All crimes are not alike, nor are all criminals.

I grew up during the era of Joel Rifkin, the notorious New York serial killer who brutally murdered 17 women.

It was 25 years agothat Rifkin, then 34 years old, confessed to his crimes after a routine traffic stop in June 1993.

The smell of a decaying body in Rifkin’s truck gave the police officers pause. Soon enough, Rifkin told authorities the horrific details: he preyed on women, and would have sex with them before strangling them and dumping their bodies.

Body parts were dumped in waterways, in woods, in oil drums — even kept at his mother’s house. To this day, Rifkin, 59, remains one of New York’s most lethal criminals.

Cases like Rifkin’s have stuck with me, leaving me to question how such a thing could occur. What makes someone who looks and acts like the rest of us most of the time, suddenly turn into a monster?

That’s the question I’m asking in my new HLN Original Series, “Inside Evil,”which seeks to expose the nature of the dangerous mind.

Serial killers like Rifkin are a unique breed of perverse amorality: they often don’t process and feel like normal people. Their rationales for action often miss basic human considerations, and yet they are able to function without detection in most facets of life.

This duality is at the core of what “Inside Evil” explores — and it’s a dichotomy that forensic psychologists have examined for years.

One question that often comes up when talking about criminality of this level is the nature vs. nurture debate: is it in the criminal’s nature to behave this way, or did something happen in their environment to cause this behavior?
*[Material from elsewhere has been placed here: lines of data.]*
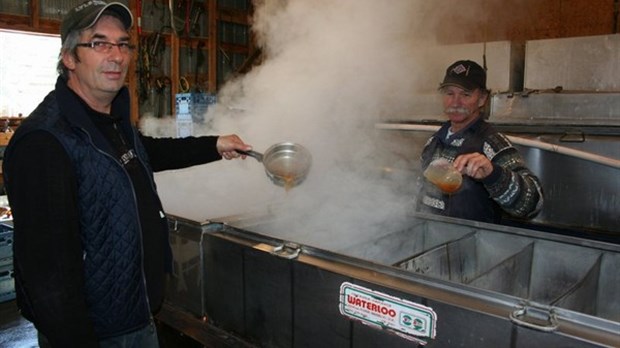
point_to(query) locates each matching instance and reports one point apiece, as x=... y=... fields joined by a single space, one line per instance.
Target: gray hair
x=70 y=45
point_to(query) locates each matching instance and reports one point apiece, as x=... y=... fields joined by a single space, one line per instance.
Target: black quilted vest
x=111 y=235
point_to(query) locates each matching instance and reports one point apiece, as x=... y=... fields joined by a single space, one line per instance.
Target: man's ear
x=483 y=100
x=69 y=60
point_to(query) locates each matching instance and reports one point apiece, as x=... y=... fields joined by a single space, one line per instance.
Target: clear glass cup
x=442 y=174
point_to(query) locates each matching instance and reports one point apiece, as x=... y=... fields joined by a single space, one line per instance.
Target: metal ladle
x=286 y=164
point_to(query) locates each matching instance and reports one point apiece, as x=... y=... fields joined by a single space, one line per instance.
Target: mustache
x=457 y=110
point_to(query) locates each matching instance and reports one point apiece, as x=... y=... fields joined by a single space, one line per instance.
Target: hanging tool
x=139 y=16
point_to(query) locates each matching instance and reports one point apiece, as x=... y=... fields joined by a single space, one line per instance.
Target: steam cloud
x=330 y=71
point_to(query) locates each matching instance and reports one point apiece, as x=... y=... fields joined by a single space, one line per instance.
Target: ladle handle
x=257 y=155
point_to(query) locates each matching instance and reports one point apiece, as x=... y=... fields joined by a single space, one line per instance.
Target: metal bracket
x=535 y=318
x=288 y=250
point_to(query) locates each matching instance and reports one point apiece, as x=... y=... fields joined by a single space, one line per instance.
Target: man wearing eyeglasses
x=90 y=236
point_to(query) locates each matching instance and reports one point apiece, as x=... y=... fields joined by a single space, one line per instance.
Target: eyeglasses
x=106 y=47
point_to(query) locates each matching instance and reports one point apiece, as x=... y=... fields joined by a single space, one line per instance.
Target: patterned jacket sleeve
x=512 y=185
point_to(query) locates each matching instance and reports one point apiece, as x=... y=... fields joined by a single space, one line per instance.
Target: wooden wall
x=458 y=21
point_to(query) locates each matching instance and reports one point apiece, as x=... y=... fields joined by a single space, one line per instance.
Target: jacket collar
x=74 y=109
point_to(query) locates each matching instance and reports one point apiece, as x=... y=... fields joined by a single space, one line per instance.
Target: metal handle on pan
x=545 y=320
x=257 y=155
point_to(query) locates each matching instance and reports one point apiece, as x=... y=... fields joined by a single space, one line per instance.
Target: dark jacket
x=91 y=243
x=511 y=187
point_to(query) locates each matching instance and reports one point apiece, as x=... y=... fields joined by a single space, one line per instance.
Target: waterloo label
x=379 y=309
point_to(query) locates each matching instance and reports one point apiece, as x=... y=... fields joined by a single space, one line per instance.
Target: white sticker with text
x=379 y=309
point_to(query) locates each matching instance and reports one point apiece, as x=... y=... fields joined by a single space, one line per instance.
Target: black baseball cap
x=87 y=14
x=465 y=74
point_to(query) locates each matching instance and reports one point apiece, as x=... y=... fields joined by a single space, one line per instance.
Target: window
x=27 y=70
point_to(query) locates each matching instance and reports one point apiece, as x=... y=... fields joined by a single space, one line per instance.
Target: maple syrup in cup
x=442 y=174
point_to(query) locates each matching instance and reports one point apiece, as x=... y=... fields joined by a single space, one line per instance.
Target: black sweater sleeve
x=48 y=262
x=176 y=153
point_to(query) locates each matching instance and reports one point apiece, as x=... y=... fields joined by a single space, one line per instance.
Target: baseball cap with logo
x=465 y=74
x=87 y=14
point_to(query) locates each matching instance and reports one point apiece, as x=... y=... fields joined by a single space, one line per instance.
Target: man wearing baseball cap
x=494 y=177
x=90 y=236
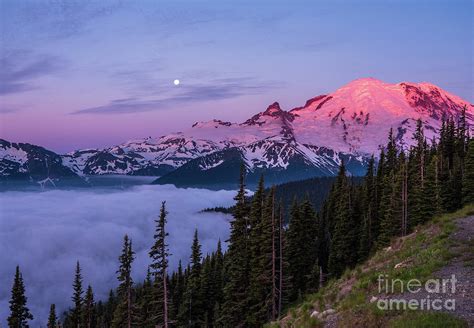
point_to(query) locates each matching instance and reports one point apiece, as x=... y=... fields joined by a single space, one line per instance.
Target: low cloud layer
x=47 y=232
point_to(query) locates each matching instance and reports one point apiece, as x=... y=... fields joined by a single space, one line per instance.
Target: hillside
x=436 y=250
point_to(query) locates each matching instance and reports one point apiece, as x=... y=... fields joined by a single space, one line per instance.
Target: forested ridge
x=270 y=264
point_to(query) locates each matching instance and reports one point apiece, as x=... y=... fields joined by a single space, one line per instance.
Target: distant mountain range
x=347 y=125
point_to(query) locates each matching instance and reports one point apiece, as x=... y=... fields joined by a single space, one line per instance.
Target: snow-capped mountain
x=23 y=161
x=347 y=125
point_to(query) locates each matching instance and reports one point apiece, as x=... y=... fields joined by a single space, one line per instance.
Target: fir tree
x=159 y=255
x=123 y=313
x=75 y=315
x=343 y=242
x=88 y=309
x=301 y=252
x=369 y=225
x=237 y=264
x=192 y=307
x=147 y=302
x=468 y=178
x=263 y=294
x=52 y=318
x=19 y=312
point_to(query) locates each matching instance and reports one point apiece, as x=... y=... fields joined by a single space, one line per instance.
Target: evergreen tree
x=369 y=203
x=468 y=178
x=159 y=255
x=75 y=314
x=19 y=312
x=147 y=302
x=52 y=318
x=192 y=310
x=237 y=265
x=88 y=309
x=343 y=249
x=178 y=290
x=301 y=252
x=124 y=311
x=263 y=272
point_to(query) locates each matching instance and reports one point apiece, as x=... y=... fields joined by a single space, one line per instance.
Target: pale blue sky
x=92 y=73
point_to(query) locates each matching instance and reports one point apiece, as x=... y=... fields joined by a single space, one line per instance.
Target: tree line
x=270 y=264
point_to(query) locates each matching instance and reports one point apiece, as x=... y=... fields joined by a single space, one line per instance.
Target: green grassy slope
x=416 y=256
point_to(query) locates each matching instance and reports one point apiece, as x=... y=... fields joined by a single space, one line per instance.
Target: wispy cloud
x=19 y=69
x=8 y=110
x=216 y=89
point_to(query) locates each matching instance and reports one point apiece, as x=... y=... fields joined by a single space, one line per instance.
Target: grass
x=426 y=320
x=420 y=254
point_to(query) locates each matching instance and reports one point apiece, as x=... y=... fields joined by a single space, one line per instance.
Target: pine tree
x=75 y=314
x=263 y=294
x=88 y=309
x=193 y=303
x=468 y=178
x=52 y=318
x=159 y=255
x=178 y=290
x=343 y=243
x=123 y=313
x=301 y=252
x=146 y=303
x=19 y=312
x=369 y=225
x=237 y=264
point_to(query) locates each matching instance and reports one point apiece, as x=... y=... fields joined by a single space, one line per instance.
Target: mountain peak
x=272 y=109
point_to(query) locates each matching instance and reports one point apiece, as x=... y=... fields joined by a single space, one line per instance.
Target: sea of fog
x=46 y=232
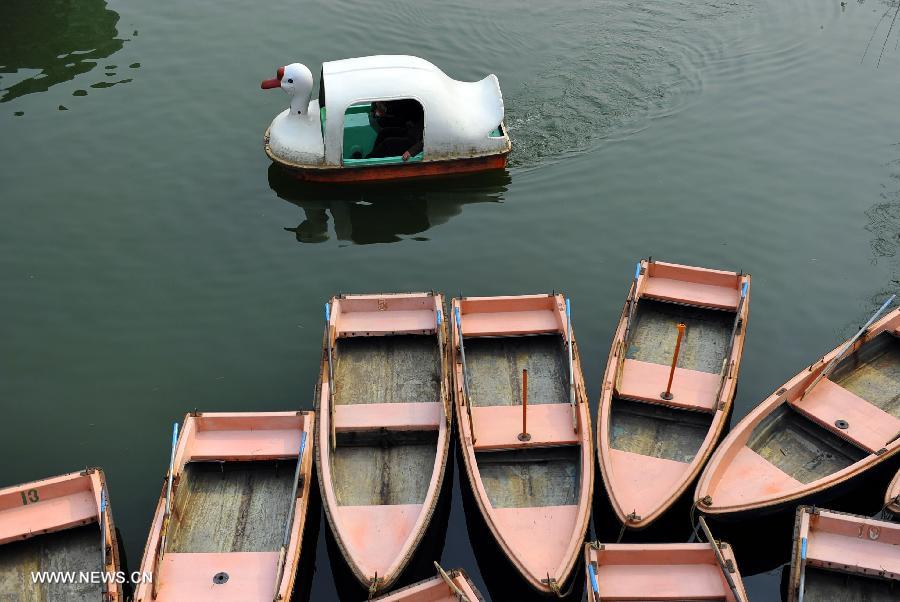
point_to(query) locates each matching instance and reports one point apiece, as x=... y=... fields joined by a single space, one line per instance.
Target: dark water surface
x=151 y=262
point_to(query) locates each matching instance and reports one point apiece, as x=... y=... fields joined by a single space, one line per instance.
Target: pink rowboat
x=43 y=528
x=383 y=436
x=532 y=482
x=662 y=571
x=829 y=424
x=229 y=523
x=454 y=586
x=652 y=446
x=838 y=556
x=892 y=497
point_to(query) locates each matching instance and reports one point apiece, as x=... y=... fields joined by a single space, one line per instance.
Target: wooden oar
x=737 y=323
x=571 y=366
x=721 y=559
x=333 y=434
x=833 y=363
x=462 y=356
x=166 y=513
x=453 y=587
x=290 y=520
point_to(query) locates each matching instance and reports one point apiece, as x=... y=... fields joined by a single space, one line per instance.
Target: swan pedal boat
x=670 y=572
x=839 y=556
x=809 y=439
x=384 y=431
x=533 y=491
x=652 y=449
x=233 y=531
x=326 y=139
x=51 y=525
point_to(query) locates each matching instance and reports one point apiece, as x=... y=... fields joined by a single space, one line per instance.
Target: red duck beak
x=273 y=83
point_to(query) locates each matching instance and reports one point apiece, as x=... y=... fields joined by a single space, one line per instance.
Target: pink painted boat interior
x=534 y=489
x=892 y=496
x=436 y=589
x=232 y=502
x=844 y=556
x=652 y=449
x=682 y=571
x=803 y=440
x=55 y=524
x=384 y=432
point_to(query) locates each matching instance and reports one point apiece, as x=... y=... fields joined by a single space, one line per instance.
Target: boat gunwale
x=183 y=446
x=725 y=548
x=802 y=528
x=467 y=447
x=741 y=432
x=720 y=416
x=97 y=480
x=323 y=443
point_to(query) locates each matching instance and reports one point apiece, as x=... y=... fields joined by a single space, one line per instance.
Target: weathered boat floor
x=374 y=469
x=873 y=373
x=389 y=369
x=495 y=370
x=705 y=342
x=231 y=506
x=75 y=549
x=828 y=586
x=531 y=477
x=656 y=430
x=800 y=447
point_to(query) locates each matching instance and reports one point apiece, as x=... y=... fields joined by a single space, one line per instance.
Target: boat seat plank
x=510 y=323
x=498 y=427
x=692 y=293
x=48 y=515
x=389 y=416
x=661 y=582
x=692 y=389
x=262 y=444
x=189 y=576
x=869 y=426
x=362 y=323
x=868 y=556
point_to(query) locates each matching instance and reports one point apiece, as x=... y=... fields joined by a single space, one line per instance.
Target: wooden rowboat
x=662 y=571
x=829 y=424
x=532 y=482
x=230 y=519
x=51 y=526
x=892 y=496
x=838 y=556
x=452 y=586
x=652 y=446
x=383 y=436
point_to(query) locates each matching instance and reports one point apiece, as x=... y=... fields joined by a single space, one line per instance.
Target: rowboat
x=660 y=419
x=385 y=117
x=838 y=556
x=524 y=429
x=230 y=519
x=50 y=527
x=892 y=496
x=383 y=436
x=810 y=439
x=662 y=571
x=452 y=586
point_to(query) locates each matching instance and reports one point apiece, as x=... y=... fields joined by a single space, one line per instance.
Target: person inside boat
x=400 y=129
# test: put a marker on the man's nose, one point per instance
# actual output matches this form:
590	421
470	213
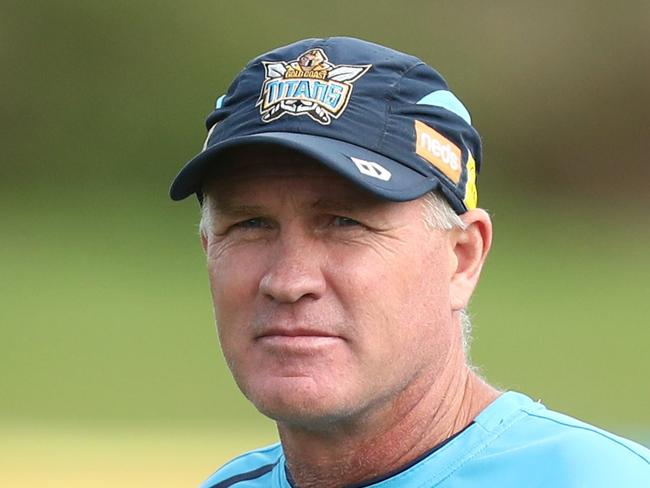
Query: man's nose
295	271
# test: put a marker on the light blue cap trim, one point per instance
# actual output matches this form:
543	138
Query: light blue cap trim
446	100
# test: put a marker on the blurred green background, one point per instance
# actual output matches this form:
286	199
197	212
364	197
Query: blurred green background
110	367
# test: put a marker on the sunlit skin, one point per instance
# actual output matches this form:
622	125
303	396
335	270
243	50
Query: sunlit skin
338	315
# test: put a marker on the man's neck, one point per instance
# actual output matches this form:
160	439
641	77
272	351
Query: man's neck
352	454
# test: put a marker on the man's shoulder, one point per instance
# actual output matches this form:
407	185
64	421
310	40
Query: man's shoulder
539	441
254	466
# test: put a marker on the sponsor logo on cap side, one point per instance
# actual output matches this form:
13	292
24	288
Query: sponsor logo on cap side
471	193
370	168
438	150
309	85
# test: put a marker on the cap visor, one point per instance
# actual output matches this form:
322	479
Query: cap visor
372	171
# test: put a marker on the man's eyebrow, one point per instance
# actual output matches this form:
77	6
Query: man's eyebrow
332	204
234	210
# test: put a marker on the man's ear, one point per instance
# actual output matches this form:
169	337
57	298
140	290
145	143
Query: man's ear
470	247
204	242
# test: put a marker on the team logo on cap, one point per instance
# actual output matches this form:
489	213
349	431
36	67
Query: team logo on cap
309	85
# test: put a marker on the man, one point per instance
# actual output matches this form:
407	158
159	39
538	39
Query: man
339	219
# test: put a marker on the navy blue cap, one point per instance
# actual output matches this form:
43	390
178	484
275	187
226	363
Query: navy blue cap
382	119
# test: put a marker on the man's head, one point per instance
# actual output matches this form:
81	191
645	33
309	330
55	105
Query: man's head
335	296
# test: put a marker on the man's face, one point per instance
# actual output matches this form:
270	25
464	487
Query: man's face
331	304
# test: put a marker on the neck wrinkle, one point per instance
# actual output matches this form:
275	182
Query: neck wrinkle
343	457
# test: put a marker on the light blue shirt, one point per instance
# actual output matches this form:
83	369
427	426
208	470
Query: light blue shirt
514	442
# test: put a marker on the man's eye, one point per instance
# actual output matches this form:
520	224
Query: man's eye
345	221
255	223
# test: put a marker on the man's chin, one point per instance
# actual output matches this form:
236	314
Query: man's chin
300	407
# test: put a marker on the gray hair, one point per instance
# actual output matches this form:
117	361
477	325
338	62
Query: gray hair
437	215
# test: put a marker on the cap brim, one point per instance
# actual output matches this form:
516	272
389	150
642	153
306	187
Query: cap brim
391	180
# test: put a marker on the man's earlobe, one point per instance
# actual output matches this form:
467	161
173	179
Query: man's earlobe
471	247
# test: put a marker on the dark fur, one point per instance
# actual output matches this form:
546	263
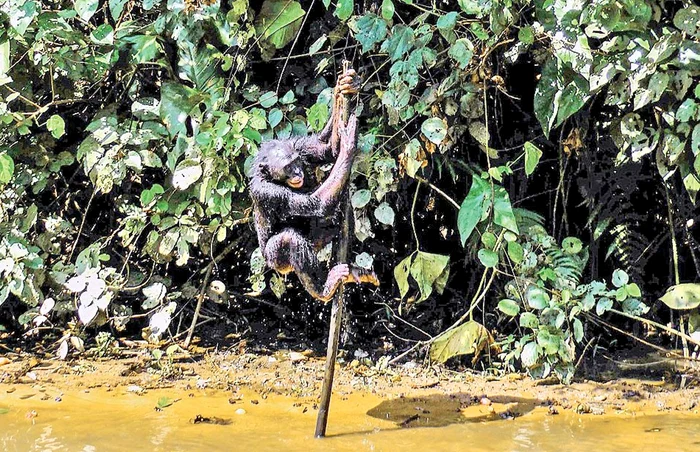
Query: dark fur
292	224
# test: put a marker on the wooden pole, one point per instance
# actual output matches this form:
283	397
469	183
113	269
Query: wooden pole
337	303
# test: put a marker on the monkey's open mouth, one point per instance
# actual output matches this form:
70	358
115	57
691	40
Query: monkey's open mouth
295	182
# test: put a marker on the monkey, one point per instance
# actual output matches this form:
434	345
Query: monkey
293	220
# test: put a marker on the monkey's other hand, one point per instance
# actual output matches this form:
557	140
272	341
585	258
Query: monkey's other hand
360	275
338	273
348	83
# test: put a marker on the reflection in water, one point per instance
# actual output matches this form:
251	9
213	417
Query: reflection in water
117	421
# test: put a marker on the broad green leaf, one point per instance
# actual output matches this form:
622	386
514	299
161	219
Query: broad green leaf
360	198
571	245
532	157
503	211
472	208
384	214
388	9
468	338
399	43
344	9
633	290
318	116
530	354
56	126
104	35
515	252
537	297
634	306
489	240
401	275
549	342
116	7
682	296
279	21
268	99
434	129
620	278
274	117
462	51
369	30
187	173
604	305
426	269
176	103
509	307
688	20
488	258
526	35
578	330
7	168
316	46
86	8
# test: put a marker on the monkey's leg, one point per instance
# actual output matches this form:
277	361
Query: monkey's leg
289	250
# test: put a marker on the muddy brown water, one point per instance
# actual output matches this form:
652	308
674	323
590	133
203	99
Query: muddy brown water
41	419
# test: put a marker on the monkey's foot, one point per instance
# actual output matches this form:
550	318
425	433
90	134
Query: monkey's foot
360	275
348	83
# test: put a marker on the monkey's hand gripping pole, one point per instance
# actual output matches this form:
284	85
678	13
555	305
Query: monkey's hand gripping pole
337	303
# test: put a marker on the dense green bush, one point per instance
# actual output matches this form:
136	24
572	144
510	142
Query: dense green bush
126	128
From my work on the series, I believe the answer is almost always both. How you’re raised or not raised, what life situation stressors you find yourself in — these are fundamental in the shaping of a person.

However, there are also innate characteristics that can make someone uniquely vulnerable or invulnerable; extreme family traits or circumstances that explain the deviance.

Ultimately, I think nurture can trigger what is in your nature.

In the case of Rifkin — who, as a serial strangler, employed a uniquely violent way to kill — he actually doesn’t understand why he does what he does. I sat inches away from him, interviewing him to try to get a glimpse into the way his mind works — and in the end, he didn’t know what compelled him to behave this way. When someone doesn’t know why they do horrible and deliberate acts — that’s scary.

Because criminals often ignore how their actions affect others, it was important that “Inside Evil” not focus only on perpetrators of violence, but also the survivors.

Through their stories we not only see the wrong that was done, but also true heroism and perseverance that would crush most of us.

The biggest lesson I learned during the making of “Inside Evil” is just because somebody looks and acts like you most of the time, does not mean they are like you.

There is evil in this world — and it is of our own making. The scariest part is that sometimes people don’t even know that someone in their midst, who may even be a friend or a lover or a partner, is a monster.